I believe Richard Dawkins is one of the elite essayist because of his ability to take on such complex beliefs, brake it down systematically and with the use of some philosophy prove his point; all while keeping a clear and simple style. He displays mastery in several subjects including, but not restricted to physics, biology and philosophy.
This book is divided into seven sections, each with a preamble. These sections are themselves made up of short and varied articles enabling reader is also able to jump from section to section and read different pieces since the order is not overly central. This complemented by his concise style making for a very easy read.
This book is not only a great read but it could change the way you think about some of the most basic things in you're life and will force you to re-analyze several aspects of today's society. I trust that this book made me a more knowledgeable person and taught me to question everything, extending to the things society considers self evident.
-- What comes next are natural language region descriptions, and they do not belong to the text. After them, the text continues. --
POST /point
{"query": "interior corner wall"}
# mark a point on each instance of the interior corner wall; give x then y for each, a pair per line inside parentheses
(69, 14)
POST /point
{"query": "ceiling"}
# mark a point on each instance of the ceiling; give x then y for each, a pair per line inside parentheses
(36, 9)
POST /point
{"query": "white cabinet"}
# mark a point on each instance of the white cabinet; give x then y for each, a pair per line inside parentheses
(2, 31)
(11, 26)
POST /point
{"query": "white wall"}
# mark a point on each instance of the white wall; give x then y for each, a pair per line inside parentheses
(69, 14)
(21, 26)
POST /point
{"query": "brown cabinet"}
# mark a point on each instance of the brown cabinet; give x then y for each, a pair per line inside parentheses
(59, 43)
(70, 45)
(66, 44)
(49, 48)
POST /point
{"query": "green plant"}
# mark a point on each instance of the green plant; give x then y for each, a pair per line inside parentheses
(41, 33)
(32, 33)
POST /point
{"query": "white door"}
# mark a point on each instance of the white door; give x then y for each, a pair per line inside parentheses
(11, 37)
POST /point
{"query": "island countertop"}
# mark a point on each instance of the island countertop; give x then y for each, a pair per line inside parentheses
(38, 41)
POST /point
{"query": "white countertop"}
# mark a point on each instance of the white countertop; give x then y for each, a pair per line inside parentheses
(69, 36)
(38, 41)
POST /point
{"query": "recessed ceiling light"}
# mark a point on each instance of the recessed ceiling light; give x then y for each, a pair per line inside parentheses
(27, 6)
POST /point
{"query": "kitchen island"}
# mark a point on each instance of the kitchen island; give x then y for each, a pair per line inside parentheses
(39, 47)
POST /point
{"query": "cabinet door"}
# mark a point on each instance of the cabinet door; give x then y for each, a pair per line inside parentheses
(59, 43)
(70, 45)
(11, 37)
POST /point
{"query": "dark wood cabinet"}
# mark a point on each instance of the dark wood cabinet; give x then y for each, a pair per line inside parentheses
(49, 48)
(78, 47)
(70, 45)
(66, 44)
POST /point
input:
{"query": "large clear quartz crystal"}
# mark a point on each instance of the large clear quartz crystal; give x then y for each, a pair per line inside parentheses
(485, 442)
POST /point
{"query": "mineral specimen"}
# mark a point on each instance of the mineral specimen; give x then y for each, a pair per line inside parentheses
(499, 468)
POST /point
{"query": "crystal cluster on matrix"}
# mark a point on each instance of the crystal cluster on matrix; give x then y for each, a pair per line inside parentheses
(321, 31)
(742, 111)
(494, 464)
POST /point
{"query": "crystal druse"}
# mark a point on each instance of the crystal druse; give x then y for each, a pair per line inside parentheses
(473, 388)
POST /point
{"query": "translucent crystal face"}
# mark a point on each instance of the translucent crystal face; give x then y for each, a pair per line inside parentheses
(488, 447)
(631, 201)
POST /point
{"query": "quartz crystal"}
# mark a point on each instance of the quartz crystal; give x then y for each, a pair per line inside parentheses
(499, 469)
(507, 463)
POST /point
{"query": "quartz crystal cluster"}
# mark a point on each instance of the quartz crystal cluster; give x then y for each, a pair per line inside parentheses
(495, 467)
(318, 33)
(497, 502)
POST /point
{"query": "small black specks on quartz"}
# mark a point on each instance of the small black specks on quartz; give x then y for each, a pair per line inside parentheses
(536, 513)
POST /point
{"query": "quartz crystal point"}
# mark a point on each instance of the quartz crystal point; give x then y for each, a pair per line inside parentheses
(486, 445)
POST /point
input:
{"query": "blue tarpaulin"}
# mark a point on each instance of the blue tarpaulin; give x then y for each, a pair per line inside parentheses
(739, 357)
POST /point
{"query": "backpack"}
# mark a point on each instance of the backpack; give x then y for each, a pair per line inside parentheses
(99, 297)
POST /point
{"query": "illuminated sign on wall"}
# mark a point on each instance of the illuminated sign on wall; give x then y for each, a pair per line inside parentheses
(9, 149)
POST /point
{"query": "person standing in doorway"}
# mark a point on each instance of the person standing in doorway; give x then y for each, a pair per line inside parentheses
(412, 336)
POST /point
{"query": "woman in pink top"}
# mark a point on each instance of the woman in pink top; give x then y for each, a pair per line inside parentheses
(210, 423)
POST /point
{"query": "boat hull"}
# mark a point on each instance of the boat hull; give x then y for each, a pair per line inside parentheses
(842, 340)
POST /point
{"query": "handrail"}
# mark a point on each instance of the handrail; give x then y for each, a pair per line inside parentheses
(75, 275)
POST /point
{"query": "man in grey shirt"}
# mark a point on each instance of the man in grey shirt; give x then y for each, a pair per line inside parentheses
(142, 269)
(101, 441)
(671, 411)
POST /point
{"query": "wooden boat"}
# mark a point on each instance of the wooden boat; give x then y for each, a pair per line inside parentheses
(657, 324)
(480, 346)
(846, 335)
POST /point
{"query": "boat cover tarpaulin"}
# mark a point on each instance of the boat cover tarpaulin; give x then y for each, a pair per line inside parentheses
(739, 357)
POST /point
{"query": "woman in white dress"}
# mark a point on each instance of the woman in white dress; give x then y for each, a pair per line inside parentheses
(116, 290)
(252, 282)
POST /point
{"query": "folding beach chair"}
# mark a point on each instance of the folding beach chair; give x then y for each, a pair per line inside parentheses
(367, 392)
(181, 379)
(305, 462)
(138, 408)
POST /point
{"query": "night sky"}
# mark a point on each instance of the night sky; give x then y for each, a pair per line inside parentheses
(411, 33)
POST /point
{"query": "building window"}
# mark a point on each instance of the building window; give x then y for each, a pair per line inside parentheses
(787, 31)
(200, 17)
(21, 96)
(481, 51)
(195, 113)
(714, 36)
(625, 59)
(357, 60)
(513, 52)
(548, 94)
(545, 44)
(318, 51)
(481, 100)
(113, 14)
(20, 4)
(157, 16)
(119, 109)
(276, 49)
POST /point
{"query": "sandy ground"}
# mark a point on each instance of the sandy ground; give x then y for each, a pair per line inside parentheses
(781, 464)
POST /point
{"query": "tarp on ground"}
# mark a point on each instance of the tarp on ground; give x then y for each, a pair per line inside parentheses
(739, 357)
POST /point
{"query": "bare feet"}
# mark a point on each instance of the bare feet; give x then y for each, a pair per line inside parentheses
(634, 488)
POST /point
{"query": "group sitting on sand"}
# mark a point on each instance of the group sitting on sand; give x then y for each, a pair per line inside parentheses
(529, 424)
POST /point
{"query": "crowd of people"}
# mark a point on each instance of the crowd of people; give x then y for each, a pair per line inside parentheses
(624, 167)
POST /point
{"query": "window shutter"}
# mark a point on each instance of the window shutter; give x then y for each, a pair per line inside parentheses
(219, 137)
My favorite article titled "Trial by Jury" scientifically analyzes the system of trial by jury. This is a system in which the vast majority of the world ardently believes in, and is regarded as the closest humanly possible method of reaching justice. Growing up in America I was a firm believer that it was the ultimate system but after having read the article, in which Dawkins makes some undeniable points against it, I have come to question this system. However, this is the same reaction I had to many of his other articles where he questions things such as truth, religion, and the existence of god.
It is definitely a great introduction to anyone that is interested in Richard Dawkins work. It is one of his more concise pieces in which he reaches concert solutions, and a great prologue to his more intricate and ideological works.